Art 66 : « Lorsque l'accusé aura moins de 16 ans, s'il est décidé qu'il a agi sans discernement, il sera acquitté ; mais il sera selon les circonstances remis à ses parents ou conduit dans une maison de correction pour y être élevé et détenu pendant tel nombre d'années que le jugement déterminera et qui toutefois ne pourra excéder l'époque où il aura accompli sa vingtième année ».

 

Au Fort du Hâ, une population disparate
Nés sous une mauvaise étoile, ces petits voleurs, vagabonds, déracinés divers, orphelins ou fils d'une famille « de mauvaise moralité », se retrouvaient avec un drôle de monde. Le Fort du Hâ, c'était une prison et, comme telle, elle abritait une population hétéroclite : militaires en délicatesse avec l'armée, vrais bandits, endettés d'origines diverses (on emprisonnait pour dettes), condamnées en attente de la chaîne pour le bagne, aigrefins, prisonniers politiques, prostituées, voleuses à la tire. Peut-être une belle âme dans ce ramassis de laissés pour compte.

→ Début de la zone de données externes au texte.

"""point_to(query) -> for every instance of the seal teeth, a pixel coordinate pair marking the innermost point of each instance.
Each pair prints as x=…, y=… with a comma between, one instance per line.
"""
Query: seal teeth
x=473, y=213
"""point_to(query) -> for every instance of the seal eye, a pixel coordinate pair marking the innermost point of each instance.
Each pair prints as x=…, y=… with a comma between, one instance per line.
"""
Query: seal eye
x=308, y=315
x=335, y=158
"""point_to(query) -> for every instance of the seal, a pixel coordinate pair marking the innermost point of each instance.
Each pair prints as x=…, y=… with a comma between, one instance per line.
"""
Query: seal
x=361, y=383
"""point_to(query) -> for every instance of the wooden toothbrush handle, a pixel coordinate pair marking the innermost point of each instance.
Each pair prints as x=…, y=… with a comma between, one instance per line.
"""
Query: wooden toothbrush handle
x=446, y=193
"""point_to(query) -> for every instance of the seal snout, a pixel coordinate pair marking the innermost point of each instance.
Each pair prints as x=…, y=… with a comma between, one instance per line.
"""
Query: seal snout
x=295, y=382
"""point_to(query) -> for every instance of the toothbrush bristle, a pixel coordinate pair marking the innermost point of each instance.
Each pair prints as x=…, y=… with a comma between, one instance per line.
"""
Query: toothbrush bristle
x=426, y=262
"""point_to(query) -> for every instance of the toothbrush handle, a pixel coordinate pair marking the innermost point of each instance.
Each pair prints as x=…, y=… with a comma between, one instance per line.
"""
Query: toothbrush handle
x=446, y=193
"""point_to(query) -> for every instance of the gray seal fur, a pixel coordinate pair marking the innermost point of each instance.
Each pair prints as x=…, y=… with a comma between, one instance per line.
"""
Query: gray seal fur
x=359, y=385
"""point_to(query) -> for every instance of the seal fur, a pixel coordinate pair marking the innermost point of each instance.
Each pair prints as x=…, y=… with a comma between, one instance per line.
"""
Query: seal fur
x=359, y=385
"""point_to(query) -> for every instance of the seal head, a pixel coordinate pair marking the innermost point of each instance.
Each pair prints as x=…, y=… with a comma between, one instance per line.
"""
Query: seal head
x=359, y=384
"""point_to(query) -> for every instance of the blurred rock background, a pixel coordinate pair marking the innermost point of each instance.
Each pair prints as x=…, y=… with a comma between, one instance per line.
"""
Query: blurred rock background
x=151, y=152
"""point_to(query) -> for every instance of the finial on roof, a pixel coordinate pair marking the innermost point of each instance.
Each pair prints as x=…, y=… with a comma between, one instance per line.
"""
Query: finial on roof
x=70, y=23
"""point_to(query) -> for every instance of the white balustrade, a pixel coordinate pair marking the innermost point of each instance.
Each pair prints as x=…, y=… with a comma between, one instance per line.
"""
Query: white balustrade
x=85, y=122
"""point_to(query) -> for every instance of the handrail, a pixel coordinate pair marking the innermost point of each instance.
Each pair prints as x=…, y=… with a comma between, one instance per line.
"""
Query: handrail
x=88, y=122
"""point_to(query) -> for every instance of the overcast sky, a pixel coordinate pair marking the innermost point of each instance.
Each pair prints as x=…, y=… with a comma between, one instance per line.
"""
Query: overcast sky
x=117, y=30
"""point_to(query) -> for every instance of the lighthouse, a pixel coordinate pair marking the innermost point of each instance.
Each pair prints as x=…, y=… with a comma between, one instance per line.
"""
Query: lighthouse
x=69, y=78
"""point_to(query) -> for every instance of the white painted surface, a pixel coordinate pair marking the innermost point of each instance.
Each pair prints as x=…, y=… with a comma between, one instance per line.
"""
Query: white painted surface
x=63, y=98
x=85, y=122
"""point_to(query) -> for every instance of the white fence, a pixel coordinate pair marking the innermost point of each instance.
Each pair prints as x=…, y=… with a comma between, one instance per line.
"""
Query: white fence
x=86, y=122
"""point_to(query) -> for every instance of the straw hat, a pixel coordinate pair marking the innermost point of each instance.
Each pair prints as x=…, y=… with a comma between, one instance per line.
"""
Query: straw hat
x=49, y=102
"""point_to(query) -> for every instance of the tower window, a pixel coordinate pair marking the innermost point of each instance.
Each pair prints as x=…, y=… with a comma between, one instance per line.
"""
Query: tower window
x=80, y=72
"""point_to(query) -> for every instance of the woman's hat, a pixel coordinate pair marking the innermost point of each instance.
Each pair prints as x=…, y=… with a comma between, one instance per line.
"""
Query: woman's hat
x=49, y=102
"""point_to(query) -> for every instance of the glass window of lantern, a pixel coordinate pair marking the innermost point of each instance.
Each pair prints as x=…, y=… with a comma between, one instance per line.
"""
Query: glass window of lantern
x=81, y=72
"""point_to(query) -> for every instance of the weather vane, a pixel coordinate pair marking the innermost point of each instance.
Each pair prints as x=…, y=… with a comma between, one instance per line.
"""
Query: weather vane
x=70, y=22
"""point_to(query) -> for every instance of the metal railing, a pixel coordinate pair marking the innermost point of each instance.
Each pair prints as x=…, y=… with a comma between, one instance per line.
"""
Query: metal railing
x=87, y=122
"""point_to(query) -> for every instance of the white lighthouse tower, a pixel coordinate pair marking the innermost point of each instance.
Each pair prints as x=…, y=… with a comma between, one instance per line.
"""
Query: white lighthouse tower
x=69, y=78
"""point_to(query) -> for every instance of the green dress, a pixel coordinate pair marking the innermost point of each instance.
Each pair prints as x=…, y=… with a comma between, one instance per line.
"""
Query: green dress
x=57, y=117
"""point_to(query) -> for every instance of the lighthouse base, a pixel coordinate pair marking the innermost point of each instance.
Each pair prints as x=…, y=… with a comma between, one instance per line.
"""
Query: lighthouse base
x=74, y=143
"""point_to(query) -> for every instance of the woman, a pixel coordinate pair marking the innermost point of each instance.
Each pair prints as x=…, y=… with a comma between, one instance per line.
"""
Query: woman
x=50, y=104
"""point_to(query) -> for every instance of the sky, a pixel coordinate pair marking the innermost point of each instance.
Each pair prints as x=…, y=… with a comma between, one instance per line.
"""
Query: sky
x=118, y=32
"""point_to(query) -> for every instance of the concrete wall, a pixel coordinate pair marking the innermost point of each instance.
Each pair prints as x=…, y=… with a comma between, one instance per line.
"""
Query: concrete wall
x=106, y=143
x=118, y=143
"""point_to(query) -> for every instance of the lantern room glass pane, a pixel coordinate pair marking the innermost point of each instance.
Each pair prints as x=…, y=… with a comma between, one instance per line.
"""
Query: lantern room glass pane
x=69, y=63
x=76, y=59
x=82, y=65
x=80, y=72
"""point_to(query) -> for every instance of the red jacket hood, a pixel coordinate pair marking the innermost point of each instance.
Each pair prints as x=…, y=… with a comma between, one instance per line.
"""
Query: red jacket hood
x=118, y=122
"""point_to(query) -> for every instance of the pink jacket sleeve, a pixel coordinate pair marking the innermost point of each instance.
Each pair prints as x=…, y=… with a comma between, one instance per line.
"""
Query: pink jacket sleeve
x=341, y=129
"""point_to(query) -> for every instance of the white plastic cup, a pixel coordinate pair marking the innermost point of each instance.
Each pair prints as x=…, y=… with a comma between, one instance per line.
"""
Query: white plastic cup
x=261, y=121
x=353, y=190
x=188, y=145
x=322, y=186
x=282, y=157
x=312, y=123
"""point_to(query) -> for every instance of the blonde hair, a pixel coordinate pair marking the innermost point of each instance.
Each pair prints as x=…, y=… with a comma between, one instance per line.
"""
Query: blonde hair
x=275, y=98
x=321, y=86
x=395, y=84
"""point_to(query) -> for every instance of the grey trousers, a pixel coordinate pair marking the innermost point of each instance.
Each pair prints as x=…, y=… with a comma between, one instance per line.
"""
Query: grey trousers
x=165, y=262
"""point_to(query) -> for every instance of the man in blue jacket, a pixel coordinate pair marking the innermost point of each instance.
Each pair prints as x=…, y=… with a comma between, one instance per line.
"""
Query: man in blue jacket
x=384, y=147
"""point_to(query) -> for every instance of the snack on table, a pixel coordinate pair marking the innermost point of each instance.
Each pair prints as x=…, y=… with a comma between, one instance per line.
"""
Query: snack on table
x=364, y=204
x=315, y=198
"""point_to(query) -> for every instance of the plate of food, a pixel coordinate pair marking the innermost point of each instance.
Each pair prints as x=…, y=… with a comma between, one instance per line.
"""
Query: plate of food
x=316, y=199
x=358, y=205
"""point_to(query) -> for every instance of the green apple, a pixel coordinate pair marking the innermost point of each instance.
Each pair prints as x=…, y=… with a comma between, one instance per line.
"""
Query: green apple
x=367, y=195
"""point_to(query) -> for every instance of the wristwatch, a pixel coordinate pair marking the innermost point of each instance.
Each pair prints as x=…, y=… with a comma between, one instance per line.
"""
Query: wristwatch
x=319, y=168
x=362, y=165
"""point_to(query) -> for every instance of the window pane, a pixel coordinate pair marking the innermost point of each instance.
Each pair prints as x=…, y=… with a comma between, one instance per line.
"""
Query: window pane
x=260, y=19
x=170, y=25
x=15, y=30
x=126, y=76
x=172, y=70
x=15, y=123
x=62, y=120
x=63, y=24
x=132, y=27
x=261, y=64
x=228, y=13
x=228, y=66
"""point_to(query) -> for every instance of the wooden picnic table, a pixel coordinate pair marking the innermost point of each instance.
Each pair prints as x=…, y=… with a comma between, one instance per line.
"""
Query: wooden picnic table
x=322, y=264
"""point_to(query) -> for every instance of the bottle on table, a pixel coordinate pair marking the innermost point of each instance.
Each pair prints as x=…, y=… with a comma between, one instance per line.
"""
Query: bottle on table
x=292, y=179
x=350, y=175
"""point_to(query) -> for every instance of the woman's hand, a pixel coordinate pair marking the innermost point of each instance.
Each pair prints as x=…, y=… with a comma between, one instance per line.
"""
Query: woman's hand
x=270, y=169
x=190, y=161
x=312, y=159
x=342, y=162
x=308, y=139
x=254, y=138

L'administration soucieuse d'ordre avait prévu une procédure de classement : militaires, prisonniers politiques, prisonniers pour dettes , prévenu(e)s, condamné(e)s, condamnés aux fers, et « enfans ». Ajoutons ceux qui ne relevaient d'aucune catégorie prévue : des aliénés qui n'avaient pas leur place ailleurs et quelques malheureux oubliés à la suite d'une rixe alors qu'ils étaient « pris de vin ».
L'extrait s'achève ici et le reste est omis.